Traitement des symptômes psychotiques chez les patients atteints de TPL
TCC et stimulation cérébrale non invasive
Sur les 21 études retenues sur ce thème et qui portent sur 586 patients au total, les auteurs n’ont trouvé aucune étude comparable dans le domaine de la thérapie cognitive et comportementale (TCC) ou de la stimulation cérébrale non invasive, c’est-à-dire la stimulation transcrânienne à courant continu (tDCS) et la SMT.
A noter cependant que dans une étude pilote randomisée et contrôlée sur 16 patients âgés de 15 à 25 ans, Gleeson et al. ont comparé un traitement spécialisé du premier épisode combiné à une intervention précoce spécialisée pour le trouble borderline, intitulée Helping Young People Early (HYPE) avec un traitement spécialisé du premier épisode (SFET) seul.
Leur objectif était de fournir un traitement à la fois pour la psychose et la personnalité borderline. Et même si le nombre de personnes testées est trop faible pour permettre des tests de signification ou des calculs de tailles d’effet, le groupe HYPE[1] + SFET a montré moins de symptômes psychotiques positifs et négatifs, une anhédonie et une dépression moins sévères, un meilleur fonctionnement et une meilleure adhésion aux médicaments que le groupe SFET. Un essai contrôlé randomisé de plus grande envergure est donc nécessaire pour confirmer ces résultats.
Efficacité de la clozapine
L’une des quatre études décrivant le traitement antipsychotique de patients atteints de TPL et de troubles psychotiques n’incluait que des patients psychotiques atteints de TPL et résistant au traitement. Ces mêmes patients ont ensuite été recrutés pour une étude plus large sur l’efficacité de la clozapine pour les patients psychotiques résistant au traitement. Dans trois des quatre études, les hallucinations acoustico-verbales des phénomènes psychotiques ont diminué.

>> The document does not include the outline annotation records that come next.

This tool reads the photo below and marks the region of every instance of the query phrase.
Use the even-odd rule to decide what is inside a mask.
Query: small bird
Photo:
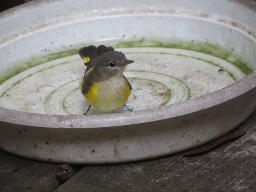
[[[111,46],[93,45],[80,49],[78,54],[86,66],[84,78],[80,82],[82,92],[91,106],[102,112],[109,112],[125,106],[132,86],[123,74],[128,60],[124,54]]]

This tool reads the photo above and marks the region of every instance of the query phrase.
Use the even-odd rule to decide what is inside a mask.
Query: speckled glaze
[[[230,60],[239,58],[255,70],[255,4],[198,1],[44,0],[8,10],[0,14],[0,76],[85,43],[152,40],[217,44],[232,53]],[[177,152],[225,134],[250,116],[256,106],[256,73],[205,95],[130,112],[56,115],[1,108],[0,146],[26,157],[77,164],[132,161]],[[37,90],[54,88],[43,85]]]

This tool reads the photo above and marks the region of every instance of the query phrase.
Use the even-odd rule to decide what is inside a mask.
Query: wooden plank
[[[0,150],[0,191],[53,191],[61,185],[54,172],[58,166]]]
[[[256,113],[236,130],[247,133],[199,156],[85,166],[55,192],[254,192]]]

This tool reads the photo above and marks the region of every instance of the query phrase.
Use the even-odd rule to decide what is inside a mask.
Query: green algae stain
[[[144,40],[120,42],[117,43],[114,42],[112,44],[107,43],[105,44],[108,46],[112,46],[115,48],[156,47],[197,51],[224,59],[240,68],[246,75],[253,71],[252,69],[248,67],[248,65],[242,61],[241,59],[236,58],[234,60],[232,60],[230,58],[233,58],[234,57],[232,57],[233,56],[231,52],[224,50],[219,46],[215,44],[188,43],[184,42],[162,42],[158,41]],[[0,77],[0,84],[17,74],[37,65],[58,58],[77,54],[80,48],[87,45],[89,45],[84,44],[77,45],[76,46],[75,48],[33,59],[29,62],[25,63],[21,66],[16,67],[8,70],[5,72],[4,74]]]
[[[220,46],[210,44],[194,44],[193,43],[185,43],[178,42],[176,43],[161,42],[157,41],[130,41],[120,42],[116,45],[116,47],[156,47],[185,49],[191,51],[197,51],[203,53],[215,56],[223,59],[236,66],[246,75],[252,72],[253,70],[248,66],[241,59],[237,58],[232,60],[230,58],[233,58],[231,51],[225,50]]]

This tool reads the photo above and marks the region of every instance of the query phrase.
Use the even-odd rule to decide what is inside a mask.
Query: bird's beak
[[[126,60],[124,62],[124,64],[126,65],[127,65],[128,64],[130,64],[130,63],[133,63],[134,61],[132,61],[132,60]]]

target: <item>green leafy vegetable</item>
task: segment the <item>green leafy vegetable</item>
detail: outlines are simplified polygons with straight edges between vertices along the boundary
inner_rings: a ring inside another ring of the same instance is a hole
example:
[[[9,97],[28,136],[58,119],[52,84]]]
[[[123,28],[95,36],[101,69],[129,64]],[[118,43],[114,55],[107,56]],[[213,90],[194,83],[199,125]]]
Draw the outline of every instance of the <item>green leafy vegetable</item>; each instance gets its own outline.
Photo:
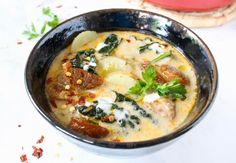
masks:
[[[129,89],[130,93],[141,94],[146,83],[142,80],[139,80],[133,87]]]
[[[157,92],[160,96],[170,97],[172,99],[185,99],[187,93],[184,85],[180,83],[180,79],[176,78],[168,83],[160,84],[155,80],[156,71],[153,66],[149,66],[142,73],[143,79],[139,80],[133,87],[129,89],[129,93],[139,95],[142,99],[147,91]]]
[[[104,41],[105,46],[102,47],[98,52],[109,55],[117,46],[121,40],[118,39],[116,34],[110,34]]]
[[[165,84],[156,84],[156,91],[160,96],[171,97],[172,99],[185,99],[187,93],[185,87],[180,83],[180,79],[177,78]]]
[[[28,40],[32,40],[34,38],[37,38],[39,34],[36,32],[34,23],[31,23],[31,28],[26,27],[27,29],[23,32],[24,35],[28,37]]]
[[[28,37],[28,40],[35,39],[39,36],[42,36],[45,33],[47,26],[50,28],[54,28],[55,26],[57,26],[59,24],[59,19],[58,19],[57,15],[53,14],[49,7],[43,8],[42,14],[44,16],[47,16],[50,19],[50,21],[48,21],[48,20],[44,21],[43,26],[40,29],[40,33],[36,31],[34,23],[31,24],[31,28],[26,27],[27,30],[25,30],[23,32],[23,34]]]

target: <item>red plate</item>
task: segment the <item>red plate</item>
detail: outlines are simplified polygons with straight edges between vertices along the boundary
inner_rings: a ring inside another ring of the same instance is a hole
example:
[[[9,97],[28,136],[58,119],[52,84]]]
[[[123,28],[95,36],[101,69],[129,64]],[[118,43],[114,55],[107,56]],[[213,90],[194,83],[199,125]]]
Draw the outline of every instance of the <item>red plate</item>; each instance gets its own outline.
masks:
[[[211,11],[225,7],[234,0],[145,0],[156,6],[177,11]]]

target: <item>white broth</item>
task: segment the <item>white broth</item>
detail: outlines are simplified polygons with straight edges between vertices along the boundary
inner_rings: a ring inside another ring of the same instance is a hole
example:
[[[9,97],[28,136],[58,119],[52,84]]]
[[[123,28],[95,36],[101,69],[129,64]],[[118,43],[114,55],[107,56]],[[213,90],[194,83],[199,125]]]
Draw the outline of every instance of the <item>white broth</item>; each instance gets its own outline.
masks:
[[[63,125],[107,141],[142,141],[173,132],[193,109],[194,68],[169,43],[131,31],[87,31],[75,41],[54,59],[45,82]]]

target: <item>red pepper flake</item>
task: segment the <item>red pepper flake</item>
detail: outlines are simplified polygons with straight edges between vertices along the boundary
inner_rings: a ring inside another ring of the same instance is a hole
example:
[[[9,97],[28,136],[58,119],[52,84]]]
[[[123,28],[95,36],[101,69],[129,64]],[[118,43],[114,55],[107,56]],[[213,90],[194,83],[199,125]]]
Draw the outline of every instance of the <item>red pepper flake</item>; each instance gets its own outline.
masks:
[[[58,6],[56,6],[56,8],[61,8],[62,7],[62,5],[58,5]]]
[[[40,139],[36,142],[36,144],[40,144],[40,143],[42,143],[43,140],[44,140],[44,136],[42,135],[42,136],[40,137]]]
[[[128,43],[130,43],[130,42],[131,42],[131,40],[130,40],[130,39],[126,39],[126,41],[127,41]]]
[[[33,148],[33,153],[32,156],[37,157],[38,159],[43,156],[43,149],[42,148],[37,148],[35,146],[32,146]]]
[[[26,161],[28,161],[26,154],[21,155],[21,156],[20,156],[20,160],[21,160],[21,162],[26,162]]]
[[[21,41],[17,41],[16,42],[18,45],[21,45],[23,42],[21,42]]]
[[[88,96],[89,96],[89,98],[95,98],[96,94],[89,92]]]
[[[68,58],[64,58],[61,62],[62,63],[65,63],[65,62],[67,62],[68,61]]]
[[[46,84],[50,84],[52,82],[52,78],[48,78],[47,80],[46,80]]]
[[[66,105],[72,104],[72,103],[73,103],[73,99],[72,99],[72,98],[68,98],[68,99],[66,100]]]
[[[113,139],[112,141],[113,141],[113,142],[120,142],[120,139],[115,138],[115,139]]]
[[[80,105],[84,105],[84,104],[85,104],[85,100],[86,100],[86,97],[85,97],[85,96],[80,96],[78,103],[79,103]]]
[[[49,102],[51,103],[51,105],[52,105],[54,108],[57,108],[57,103],[56,103],[55,99],[50,99]]]

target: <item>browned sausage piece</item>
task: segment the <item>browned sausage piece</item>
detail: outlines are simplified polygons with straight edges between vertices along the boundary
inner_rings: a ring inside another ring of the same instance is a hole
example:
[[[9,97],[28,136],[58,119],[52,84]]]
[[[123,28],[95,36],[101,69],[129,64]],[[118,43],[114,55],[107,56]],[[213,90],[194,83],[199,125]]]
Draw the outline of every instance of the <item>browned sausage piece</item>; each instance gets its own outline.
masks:
[[[72,118],[69,127],[75,132],[87,135],[92,138],[102,138],[109,134],[108,129],[90,123],[84,118]]]
[[[103,79],[81,68],[73,68],[70,62],[63,63],[63,71],[68,83],[79,90],[93,89],[103,84]]]
[[[72,84],[81,90],[96,88],[103,84],[103,79],[100,76],[80,68],[72,68],[71,77]]]
[[[189,84],[189,79],[184,76],[180,71],[178,71],[175,67],[169,66],[169,65],[161,65],[157,69],[159,78],[162,78],[165,80],[165,82],[172,81],[176,78],[180,78],[180,82],[183,85]]]

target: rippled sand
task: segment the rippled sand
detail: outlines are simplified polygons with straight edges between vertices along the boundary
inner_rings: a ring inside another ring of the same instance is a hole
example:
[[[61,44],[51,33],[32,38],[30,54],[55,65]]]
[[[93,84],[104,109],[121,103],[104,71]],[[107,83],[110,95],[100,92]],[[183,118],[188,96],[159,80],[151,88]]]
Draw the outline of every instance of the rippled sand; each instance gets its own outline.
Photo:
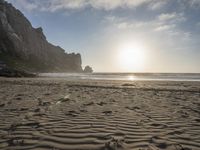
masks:
[[[199,150],[200,83],[0,78],[0,149]]]

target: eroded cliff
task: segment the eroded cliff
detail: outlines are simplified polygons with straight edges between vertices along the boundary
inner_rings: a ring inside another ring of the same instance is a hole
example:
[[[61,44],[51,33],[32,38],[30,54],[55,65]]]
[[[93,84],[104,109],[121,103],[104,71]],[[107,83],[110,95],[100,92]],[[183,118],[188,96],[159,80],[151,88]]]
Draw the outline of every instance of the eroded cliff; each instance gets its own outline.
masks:
[[[46,40],[11,4],[0,0],[0,60],[34,72],[82,72],[81,55],[68,54]]]

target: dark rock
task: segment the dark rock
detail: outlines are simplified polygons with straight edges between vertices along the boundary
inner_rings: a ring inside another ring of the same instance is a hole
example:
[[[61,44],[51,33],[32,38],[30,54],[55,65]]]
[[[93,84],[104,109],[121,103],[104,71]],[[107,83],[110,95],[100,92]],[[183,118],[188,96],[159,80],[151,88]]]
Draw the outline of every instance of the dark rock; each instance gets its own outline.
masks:
[[[92,73],[93,72],[93,70],[92,70],[92,68],[90,66],[86,66],[83,71],[85,73]]]
[[[80,54],[67,54],[49,43],[41,27],[33,28],[19,10],[3,0],[0,0],[0,60],[10,68],[30,72],[82,72]]]
[[[0,76],[4,77],[35,77],[36,74],[12,68],[0,68]]]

Sur les 21 études portant sur l’efficacité des médicaments antipsychotiques, neuf étaient des essais contrôlés randomisés (ECR) avec 215 patients dans la condition active et 205 dans la condition placebo. Trois de ces études ont exploré les hallucinations acoustico-verbales des symptômes psychotiques mais n’ont constaté aucune diminution de dernières.
Les symptômes psychotiques ont diminué dans six études[2] sur neuf et les symptômes paranoïaques dans six études sur huit. Le critère de la gravité des hallucinations n’a été évalué que dans une seule étude, mais dans cette étude, la clozapine a réduit les hallucinations acoustico-verbales résistant au traitement.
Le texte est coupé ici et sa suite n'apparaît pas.